O pregador deve ter o cuidado de não se limitar a demonstrar aspectos exegéticos e teológicos de um texto bíblico em sua pregação. Isso seria um grave erro, pois abandonaria o propósito máximo das Escrituras que é transformar vidas para que estas adorem fielmente a Deus através de Jesus Cristo. Isso seria o mesmo que um médico descrever a fórmula de um medicamento, contudo sem aplica-la ao doente. A cura só é possível se o remédio for aplicado de forma correta à vida do doente.
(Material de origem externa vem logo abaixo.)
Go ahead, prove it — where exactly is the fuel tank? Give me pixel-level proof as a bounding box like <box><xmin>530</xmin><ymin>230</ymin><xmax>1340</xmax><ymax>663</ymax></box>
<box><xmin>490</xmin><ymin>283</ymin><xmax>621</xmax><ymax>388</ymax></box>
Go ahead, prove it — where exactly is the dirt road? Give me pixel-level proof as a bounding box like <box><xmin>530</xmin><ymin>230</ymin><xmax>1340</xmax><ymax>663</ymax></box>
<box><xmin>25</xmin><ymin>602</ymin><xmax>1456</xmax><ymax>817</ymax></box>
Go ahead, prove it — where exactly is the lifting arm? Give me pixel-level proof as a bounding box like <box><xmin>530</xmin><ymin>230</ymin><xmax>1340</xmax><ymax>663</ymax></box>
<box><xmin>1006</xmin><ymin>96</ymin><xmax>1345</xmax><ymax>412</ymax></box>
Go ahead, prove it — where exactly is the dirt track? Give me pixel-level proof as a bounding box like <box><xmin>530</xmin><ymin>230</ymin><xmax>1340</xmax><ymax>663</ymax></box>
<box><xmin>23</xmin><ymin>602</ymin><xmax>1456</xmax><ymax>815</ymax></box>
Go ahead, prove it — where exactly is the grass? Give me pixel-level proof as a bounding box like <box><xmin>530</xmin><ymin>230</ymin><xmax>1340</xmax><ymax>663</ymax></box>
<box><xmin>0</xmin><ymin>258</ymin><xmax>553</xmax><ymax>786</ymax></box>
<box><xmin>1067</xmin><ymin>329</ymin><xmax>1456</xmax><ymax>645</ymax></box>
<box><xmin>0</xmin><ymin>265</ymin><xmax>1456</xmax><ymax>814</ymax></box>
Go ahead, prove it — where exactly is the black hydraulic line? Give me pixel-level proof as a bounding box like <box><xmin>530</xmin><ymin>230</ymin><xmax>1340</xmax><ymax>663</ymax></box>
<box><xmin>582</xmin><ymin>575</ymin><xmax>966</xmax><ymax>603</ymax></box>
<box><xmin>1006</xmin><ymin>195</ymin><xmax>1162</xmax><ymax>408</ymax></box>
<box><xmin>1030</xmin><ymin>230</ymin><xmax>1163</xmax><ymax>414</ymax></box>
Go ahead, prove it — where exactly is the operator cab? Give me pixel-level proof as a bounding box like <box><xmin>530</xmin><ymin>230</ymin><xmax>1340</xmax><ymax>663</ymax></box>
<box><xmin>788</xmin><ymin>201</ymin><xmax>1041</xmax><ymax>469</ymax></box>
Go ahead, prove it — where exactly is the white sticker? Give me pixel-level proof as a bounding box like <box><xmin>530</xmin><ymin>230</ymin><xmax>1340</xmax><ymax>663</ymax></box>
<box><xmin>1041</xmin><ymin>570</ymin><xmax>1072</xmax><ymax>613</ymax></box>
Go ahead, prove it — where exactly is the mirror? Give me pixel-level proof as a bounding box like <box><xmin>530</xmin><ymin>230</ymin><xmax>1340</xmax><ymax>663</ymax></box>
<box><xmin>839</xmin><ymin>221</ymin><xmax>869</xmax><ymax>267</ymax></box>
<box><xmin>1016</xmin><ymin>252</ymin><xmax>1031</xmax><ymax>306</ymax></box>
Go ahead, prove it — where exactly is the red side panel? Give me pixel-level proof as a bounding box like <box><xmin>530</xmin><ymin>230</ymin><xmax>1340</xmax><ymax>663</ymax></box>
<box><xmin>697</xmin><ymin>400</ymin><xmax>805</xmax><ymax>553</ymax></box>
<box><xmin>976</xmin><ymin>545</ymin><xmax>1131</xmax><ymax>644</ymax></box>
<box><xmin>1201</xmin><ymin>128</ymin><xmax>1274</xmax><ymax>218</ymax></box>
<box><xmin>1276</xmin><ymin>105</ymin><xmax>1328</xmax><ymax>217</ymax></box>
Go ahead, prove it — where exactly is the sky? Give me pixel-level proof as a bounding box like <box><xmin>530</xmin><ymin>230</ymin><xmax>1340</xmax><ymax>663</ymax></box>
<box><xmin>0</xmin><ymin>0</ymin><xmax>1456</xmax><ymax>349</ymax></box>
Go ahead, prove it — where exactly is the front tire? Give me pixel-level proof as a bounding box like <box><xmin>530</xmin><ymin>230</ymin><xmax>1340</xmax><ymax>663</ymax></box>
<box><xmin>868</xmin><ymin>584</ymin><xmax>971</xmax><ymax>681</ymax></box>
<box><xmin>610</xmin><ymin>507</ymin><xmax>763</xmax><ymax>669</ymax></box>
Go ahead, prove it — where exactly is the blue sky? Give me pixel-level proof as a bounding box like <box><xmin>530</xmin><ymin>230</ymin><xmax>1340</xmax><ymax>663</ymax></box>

Ao expor as Escrituras o pregador adota dois passos: a exposição da teologia da passagem que vai pregar e como aquela teologia se aplica à vida dos seus ouvintes. Na primeira parte ele explica de que forma aquilo que está no texto bíblico revela algo do relacionamento de Deus com o seu povo. Por exemplo: ao pregar no texto de Tg. 1.22-25 percebemos que Deus deseja que os ouvintes de sua vontade busquem vivenciá-la (princípio teológico da passagem). Ou seja, é isso que o texto de Tiago ensina. No segundo momento, o pregador deve aplicar essa teologia à vida dos seus ouvintes.

A aplicação deve está fundamentada no texto bíblico. A Bíblia é a autoridade por trás das palavras do pregador. Sendo assim, quando o principio: Deus deseja que os ouvintes de sua vontade busquem vivenciá-la é aplicado, os ouvintes são levados a responder a uma série de questionamentos que o princípio levanta: temos ouvido e praticado a palavra de Deus? As minhas leituras da Bíblia tem resultado em ações práticas na minha vida? Que comportamentos tenho aprendido depois que ouço ou leio a Palavra de Deus? etc.

Diante do que foi dito acima, o percurso de toda pregação deve ser: separar um perícope para a pregação, expor a teologia da perícope e aplicar o princípio teológico à vida dos ouvintes. Através desse caminho o texto bíblico se torna a fonte da pregação e a autoridade por trás da aplicação do pregador. É importante observar que um estudo teológico superficial prejudicará a interpretação da passagem e, consequentemente, a sua aplicação à vida das pessoas. Para não se enveredar por esse caminho o pregador deve antes de aplicar fazer uma boa interpretação do texto bíblico.

Como bem disse Weaver (1970, p. 211): “O retórico honesto, portanto, tem duas coisas em mente: uma visão de como as coisas devem ser ideal e eticamente e um consideração das circunstâncias especiais dos seus ouvintes. Ele tem responsabilidade em ambas”. Ou seja, ao pregar a palavra de Deus o pregador revela o ideal revelado por Deus em sua palavra. Kuruvilla (2017) chama isso de o “mundo do texto”, o mundo ideal no qual os pecadores precisam se conformar a fim de renovarem sua aliança com Deus. A exposição do mundo ideal de Deus se torna relevante aos ouvintes quando o pregador faz a devida aplicação do princípio às circunstâncias especiais dos seus ouvintes. Nesse caso o pregador terá que ter a sensibilidade para perceber os caminhos que tentam seduzir os seus ouvintes e tentar subverte-los por meio de sua mensagem.

Portanto, que a dedicação ao estudo teológico das Escrituras Sagradas nos leve à aplicação dos princípios eternos de Deus à vida dos ouvintes contemporâneos. Assim, cumpriremos o propósito da pregação bíblica e mostraremos aos nossos ouvintes o que Deus espera de todos que desejam ter a sua aliança com Ele renovada.

REFERÊNCIAS

WENHAM, Gordon J. Language is sermonic: Richard M. Weaver on the nature of rhetoric. Org. Richard L. Johannesen, Rennard Strickland e Ralph T. Eubanks. Louisiana: State University Press, 1970.

KURUVILLA, Abraham. O texto primeiro: uma hermenêutica teológica para a pregação. São Paulo: Cultura Cristã, 2017.